This benchmark evaluates the performance of inter-node point-to-point asynchronous communication co-routines provided by MPI4Dask and UCX-Py. This evaluation is done separately for inter-node GPU-to-GPU and CPU-to-CPU scenarios. For both cases, we present latency and bandwidth comparisons. We compare performance of MPI4Dask and UCX-Py communication co-routines against the baseline MVAPICH2 and UCX communication routines. This evaluation was done on an in-house cluster called RI2.

Latency/Bandwidth Evaluation using the Ping-pong Benchmark

Latency Comparison

gpu latency ri2

Bandwidth Comparison

gpu bandwidth ri2

Experimental Testbed: Each node in OSU-RI2 has two fourteen core Xeon E5-2680v4 processors at 2.4 GHz and 512 GB main memory. Each node has 1 NVIDIA V100 GPU with 32GB memory. The nodes support 16x PCI Express Gen3 interfaces and are equipped with Mellanox ConnectX-4 EDR HCAs with PCI Express Gen3 interfaces. The operating system used is CentOS 7.

This benchmark presents latency and bandwidth performance of MPI4Dask v0.2 communication co-routines and UCX-Py v0.17 communication co-routines using a Ping Pong benchmark that exchange data between inter-node GPUs. Also we add UCX v1.8.0 (Tag API) and MVAPICH2-GDR v2.3.5 to our comparisons for baseline performance. UCX was used with ucx_perftest to evaluate latency and throughput for UCX (Tag API). For MVAPICH2-GDR, we used the osu_latency test that is part of the OSU Micro-Benchmark Suite (OMB). UCX-Py was also evaluated using its own Ping-pong benchmark. UCX-Py has two modes of execution: 1) polling-based, and 2) event-based. The polling-based mode is latency-bound and hence more efficient than the event-based mode. The more efficient mode, polling-based, is used in these experiments.

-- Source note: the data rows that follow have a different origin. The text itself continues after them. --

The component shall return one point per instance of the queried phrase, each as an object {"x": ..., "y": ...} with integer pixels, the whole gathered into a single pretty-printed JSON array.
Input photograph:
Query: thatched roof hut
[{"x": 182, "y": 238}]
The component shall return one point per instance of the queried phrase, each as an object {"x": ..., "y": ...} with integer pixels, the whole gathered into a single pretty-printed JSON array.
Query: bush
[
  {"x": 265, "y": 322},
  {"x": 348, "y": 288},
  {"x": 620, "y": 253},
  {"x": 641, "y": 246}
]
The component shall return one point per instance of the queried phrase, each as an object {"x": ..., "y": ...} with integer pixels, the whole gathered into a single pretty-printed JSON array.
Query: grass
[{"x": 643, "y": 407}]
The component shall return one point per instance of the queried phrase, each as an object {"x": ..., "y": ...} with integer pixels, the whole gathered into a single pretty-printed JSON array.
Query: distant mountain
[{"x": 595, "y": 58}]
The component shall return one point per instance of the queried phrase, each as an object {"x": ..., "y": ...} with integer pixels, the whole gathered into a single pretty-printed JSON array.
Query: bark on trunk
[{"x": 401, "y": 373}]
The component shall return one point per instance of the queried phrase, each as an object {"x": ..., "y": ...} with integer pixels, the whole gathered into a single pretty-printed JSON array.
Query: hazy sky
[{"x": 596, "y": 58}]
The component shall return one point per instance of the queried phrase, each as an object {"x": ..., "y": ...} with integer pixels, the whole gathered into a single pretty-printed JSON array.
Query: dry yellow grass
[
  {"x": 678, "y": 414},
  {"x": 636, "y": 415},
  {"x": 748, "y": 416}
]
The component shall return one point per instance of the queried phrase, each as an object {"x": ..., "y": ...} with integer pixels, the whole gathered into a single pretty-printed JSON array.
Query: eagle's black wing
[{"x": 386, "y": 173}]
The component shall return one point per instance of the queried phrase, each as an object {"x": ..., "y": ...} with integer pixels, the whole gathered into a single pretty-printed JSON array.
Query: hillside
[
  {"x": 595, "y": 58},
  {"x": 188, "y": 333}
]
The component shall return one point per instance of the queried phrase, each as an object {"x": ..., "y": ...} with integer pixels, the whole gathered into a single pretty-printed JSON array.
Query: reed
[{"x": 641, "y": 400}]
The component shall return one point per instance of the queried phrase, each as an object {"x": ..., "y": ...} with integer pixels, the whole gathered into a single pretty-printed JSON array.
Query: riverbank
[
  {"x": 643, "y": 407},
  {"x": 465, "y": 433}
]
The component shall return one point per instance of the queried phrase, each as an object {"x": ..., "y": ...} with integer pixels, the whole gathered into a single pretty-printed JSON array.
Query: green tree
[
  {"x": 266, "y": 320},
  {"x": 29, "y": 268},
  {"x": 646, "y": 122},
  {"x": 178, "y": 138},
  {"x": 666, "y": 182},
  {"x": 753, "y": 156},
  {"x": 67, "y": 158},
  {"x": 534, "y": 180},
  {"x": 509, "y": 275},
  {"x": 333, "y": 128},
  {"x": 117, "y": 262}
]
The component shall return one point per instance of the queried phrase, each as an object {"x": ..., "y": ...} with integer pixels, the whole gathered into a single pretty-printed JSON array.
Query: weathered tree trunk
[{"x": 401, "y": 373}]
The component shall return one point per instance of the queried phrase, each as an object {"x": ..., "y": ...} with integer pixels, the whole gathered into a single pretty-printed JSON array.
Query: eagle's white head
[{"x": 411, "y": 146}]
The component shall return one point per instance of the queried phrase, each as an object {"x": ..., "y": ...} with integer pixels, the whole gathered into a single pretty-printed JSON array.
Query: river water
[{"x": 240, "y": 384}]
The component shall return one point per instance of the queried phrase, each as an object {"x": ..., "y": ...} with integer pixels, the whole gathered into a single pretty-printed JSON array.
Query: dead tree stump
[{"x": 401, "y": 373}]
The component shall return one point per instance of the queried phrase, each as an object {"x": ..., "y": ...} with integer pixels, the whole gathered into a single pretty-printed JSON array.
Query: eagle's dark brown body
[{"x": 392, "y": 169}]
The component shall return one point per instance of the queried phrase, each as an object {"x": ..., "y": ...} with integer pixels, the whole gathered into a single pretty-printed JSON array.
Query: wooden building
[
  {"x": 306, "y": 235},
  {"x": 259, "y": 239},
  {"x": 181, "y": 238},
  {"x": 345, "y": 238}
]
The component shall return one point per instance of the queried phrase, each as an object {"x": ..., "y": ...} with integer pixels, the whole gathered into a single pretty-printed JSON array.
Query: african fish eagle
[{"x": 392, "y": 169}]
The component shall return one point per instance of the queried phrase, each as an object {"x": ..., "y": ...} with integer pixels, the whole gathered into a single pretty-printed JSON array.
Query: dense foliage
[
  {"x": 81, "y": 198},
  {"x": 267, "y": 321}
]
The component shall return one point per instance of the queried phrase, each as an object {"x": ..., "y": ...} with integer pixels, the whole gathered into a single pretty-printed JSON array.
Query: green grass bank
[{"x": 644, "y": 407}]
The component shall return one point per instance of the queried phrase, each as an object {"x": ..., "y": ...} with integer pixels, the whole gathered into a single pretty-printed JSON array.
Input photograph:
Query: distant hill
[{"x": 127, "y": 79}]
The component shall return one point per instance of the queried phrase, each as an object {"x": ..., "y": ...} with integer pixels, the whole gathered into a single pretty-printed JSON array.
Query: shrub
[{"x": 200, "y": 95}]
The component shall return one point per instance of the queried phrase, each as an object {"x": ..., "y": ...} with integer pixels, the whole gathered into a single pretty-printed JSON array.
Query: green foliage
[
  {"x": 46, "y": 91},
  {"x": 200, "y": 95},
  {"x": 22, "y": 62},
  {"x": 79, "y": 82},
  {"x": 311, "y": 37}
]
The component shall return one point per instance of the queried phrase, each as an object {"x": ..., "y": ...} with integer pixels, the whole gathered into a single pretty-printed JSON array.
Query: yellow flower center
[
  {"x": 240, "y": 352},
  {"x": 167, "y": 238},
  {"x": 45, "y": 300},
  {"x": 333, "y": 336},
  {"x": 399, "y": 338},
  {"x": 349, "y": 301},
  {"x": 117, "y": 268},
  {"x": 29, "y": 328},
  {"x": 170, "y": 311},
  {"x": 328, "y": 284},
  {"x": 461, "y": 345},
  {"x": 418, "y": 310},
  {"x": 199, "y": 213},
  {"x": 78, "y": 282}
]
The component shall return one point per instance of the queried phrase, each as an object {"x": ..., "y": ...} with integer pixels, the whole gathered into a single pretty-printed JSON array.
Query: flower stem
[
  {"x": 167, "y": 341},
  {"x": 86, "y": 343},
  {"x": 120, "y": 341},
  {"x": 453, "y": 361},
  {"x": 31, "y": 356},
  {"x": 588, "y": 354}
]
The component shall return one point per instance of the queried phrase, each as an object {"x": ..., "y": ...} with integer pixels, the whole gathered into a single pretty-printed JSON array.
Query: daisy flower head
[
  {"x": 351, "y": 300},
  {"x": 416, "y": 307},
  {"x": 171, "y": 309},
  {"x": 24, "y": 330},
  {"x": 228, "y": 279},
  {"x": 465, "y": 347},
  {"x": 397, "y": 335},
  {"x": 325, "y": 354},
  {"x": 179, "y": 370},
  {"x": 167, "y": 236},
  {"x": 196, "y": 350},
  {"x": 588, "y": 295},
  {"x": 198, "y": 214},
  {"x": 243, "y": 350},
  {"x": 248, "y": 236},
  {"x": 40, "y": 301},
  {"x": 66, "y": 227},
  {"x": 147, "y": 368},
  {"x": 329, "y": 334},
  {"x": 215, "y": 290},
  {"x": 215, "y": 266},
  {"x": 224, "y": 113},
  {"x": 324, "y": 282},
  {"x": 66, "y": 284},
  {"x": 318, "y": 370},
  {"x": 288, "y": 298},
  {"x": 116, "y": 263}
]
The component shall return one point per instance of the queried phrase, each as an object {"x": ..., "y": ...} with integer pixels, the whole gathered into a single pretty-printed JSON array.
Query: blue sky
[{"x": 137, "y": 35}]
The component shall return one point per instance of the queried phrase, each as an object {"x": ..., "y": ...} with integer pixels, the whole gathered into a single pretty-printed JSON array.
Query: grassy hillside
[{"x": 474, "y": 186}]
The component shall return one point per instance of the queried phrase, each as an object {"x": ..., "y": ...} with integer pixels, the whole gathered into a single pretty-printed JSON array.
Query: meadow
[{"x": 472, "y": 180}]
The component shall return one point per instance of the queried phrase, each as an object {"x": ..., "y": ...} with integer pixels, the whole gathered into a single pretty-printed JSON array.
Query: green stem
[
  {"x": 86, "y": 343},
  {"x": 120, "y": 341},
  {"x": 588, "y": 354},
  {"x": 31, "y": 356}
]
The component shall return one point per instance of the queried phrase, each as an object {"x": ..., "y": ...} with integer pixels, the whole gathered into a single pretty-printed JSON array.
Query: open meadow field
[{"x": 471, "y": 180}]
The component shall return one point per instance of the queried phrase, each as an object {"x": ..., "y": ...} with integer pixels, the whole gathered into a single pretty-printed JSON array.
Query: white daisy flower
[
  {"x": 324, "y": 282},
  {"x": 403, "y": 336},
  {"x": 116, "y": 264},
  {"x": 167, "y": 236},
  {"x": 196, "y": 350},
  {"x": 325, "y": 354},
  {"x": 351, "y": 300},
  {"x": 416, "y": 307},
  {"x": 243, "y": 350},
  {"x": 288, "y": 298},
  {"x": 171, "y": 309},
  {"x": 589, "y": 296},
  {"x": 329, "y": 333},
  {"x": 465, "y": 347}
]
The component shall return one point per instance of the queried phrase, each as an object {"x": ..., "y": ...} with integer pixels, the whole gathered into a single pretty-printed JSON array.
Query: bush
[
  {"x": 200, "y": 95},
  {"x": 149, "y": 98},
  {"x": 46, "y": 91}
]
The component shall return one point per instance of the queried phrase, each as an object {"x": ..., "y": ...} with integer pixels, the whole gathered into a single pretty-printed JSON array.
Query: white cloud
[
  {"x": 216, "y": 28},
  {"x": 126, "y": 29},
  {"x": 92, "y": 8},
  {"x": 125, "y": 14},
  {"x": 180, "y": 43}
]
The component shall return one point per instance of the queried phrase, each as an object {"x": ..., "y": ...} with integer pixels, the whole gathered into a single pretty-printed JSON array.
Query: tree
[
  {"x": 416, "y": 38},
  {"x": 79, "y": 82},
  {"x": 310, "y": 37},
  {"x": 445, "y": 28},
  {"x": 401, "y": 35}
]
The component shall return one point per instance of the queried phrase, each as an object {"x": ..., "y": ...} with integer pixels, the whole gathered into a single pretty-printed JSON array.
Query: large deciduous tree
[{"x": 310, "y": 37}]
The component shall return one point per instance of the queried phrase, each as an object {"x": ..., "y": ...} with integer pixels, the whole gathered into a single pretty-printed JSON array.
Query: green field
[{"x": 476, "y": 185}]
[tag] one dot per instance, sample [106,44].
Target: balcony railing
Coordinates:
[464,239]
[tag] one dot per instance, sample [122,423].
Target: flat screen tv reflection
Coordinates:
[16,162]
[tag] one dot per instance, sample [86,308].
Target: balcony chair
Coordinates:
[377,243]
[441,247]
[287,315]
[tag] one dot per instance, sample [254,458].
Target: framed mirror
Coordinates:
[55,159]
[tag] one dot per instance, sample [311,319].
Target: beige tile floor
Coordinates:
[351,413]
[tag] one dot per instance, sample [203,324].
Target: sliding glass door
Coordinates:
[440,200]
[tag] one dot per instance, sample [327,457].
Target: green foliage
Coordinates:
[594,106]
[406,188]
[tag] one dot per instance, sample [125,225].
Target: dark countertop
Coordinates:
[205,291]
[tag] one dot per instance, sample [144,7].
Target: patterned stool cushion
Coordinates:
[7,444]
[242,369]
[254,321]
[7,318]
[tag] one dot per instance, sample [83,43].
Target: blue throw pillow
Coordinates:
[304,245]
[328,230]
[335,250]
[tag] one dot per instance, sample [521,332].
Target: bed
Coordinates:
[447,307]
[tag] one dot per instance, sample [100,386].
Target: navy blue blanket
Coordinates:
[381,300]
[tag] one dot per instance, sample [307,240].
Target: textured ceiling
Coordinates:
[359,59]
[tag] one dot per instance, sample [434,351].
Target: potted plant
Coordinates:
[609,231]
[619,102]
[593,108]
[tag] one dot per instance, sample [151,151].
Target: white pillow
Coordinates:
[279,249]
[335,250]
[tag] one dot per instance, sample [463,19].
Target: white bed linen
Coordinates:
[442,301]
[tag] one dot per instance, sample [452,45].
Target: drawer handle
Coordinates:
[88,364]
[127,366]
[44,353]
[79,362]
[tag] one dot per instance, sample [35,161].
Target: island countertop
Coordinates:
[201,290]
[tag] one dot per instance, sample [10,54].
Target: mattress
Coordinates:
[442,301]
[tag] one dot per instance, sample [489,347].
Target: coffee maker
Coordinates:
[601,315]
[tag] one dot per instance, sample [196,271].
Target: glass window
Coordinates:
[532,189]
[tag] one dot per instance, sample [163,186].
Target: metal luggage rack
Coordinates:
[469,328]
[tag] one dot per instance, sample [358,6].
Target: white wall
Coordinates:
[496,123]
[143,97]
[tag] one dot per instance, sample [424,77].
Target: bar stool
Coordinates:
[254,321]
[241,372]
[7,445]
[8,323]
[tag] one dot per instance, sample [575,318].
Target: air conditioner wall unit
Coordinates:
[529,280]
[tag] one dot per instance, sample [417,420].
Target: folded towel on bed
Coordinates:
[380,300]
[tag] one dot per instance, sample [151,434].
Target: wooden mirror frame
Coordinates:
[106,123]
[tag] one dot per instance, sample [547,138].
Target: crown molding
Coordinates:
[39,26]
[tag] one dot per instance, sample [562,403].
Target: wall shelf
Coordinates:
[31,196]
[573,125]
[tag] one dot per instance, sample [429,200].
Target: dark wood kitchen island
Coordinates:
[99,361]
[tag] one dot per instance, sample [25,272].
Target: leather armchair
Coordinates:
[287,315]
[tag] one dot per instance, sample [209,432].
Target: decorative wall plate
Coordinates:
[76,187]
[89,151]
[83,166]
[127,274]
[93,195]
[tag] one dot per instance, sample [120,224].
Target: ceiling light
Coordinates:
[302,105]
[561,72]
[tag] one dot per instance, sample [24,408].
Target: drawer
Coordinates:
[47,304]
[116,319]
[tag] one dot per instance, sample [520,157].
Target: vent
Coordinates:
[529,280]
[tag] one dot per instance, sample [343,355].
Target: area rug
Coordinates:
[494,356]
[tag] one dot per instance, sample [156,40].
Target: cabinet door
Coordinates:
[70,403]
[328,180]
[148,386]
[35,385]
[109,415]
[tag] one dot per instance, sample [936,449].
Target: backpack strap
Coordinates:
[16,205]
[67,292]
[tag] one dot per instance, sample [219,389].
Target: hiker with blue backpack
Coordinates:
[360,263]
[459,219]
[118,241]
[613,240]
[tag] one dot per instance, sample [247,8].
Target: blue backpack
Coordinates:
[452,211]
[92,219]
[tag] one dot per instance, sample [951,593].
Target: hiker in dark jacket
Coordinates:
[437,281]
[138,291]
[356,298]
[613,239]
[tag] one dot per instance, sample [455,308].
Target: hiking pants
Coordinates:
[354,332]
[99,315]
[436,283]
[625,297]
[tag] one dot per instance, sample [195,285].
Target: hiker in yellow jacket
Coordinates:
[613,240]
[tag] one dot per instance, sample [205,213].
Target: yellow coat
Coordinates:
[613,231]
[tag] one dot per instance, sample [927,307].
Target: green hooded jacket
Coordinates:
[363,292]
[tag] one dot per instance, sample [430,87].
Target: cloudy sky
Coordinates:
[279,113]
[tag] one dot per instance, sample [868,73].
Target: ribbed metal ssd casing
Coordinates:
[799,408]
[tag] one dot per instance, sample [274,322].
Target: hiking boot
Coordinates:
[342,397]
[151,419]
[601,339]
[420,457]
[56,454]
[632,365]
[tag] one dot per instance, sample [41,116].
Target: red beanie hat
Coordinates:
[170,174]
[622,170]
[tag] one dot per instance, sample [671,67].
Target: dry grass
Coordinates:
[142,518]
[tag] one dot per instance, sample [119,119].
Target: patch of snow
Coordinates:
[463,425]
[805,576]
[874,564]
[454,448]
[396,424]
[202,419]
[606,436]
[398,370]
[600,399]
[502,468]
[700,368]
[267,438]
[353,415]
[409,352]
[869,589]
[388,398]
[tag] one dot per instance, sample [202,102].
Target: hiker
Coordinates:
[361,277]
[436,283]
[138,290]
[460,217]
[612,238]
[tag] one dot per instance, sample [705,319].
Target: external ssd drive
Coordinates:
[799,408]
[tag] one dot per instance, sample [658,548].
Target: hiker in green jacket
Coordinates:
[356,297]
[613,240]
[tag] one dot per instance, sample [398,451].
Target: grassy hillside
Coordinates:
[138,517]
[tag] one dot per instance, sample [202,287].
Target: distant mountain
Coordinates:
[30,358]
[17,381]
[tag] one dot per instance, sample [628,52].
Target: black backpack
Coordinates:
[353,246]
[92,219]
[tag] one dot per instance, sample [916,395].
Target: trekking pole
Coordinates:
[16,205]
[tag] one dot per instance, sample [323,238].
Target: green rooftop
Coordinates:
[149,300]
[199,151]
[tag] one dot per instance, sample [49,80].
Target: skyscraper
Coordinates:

Latency/Bandwidth Evaluation using the Ping-pong Benchmark

Latency Comparison

cpu latency ri2

Bandwidth Comparison

cpu bandwidth ri2
Experimental Testbed: Each node in OSU-RI2 has two fourteen core Xeon E5-2680v4 processors at 2.4 GHz and 512 GB main memory. Each node has 1 NVIDIA V100 GPU with 32GB memory. The nodes support 16x PCI Express Gen3 interfaces and are equipped with Mellanox ConnectX-4 EDR HCAs with PCI Express Gen3 interfaces. The operating system used is CentOS 7.

This benchmark presents latency and bandwidth performance of MPI4Dask v0.2 communication co-routines and UCX-Py v0.17 communication co-routines using a Ping Pong benchmark that exchange data between inter-node CPUs. Also we add UCX v1.8.0 (Tag API) and MVAPICH2-GDR v2.3.5 to our comparisons for baseline performance. UCX was used with ucx_perftest to evaluate latency and throughput for UCX (Tag API). For MVAPICH2-GDR, we used the osu_latency test that is part of the OSU Micro-Benchmark Suite (OMB). UCX-Py was also evaluated using its own Ping-pong benchmark. UCX-Py has two modes of execution: 1) polling-based, and 2) event-based. The polling-based mode is latency-bound and hence more efficient than the event-based mode. The more efficient mode, polling-based, is used in these experiments.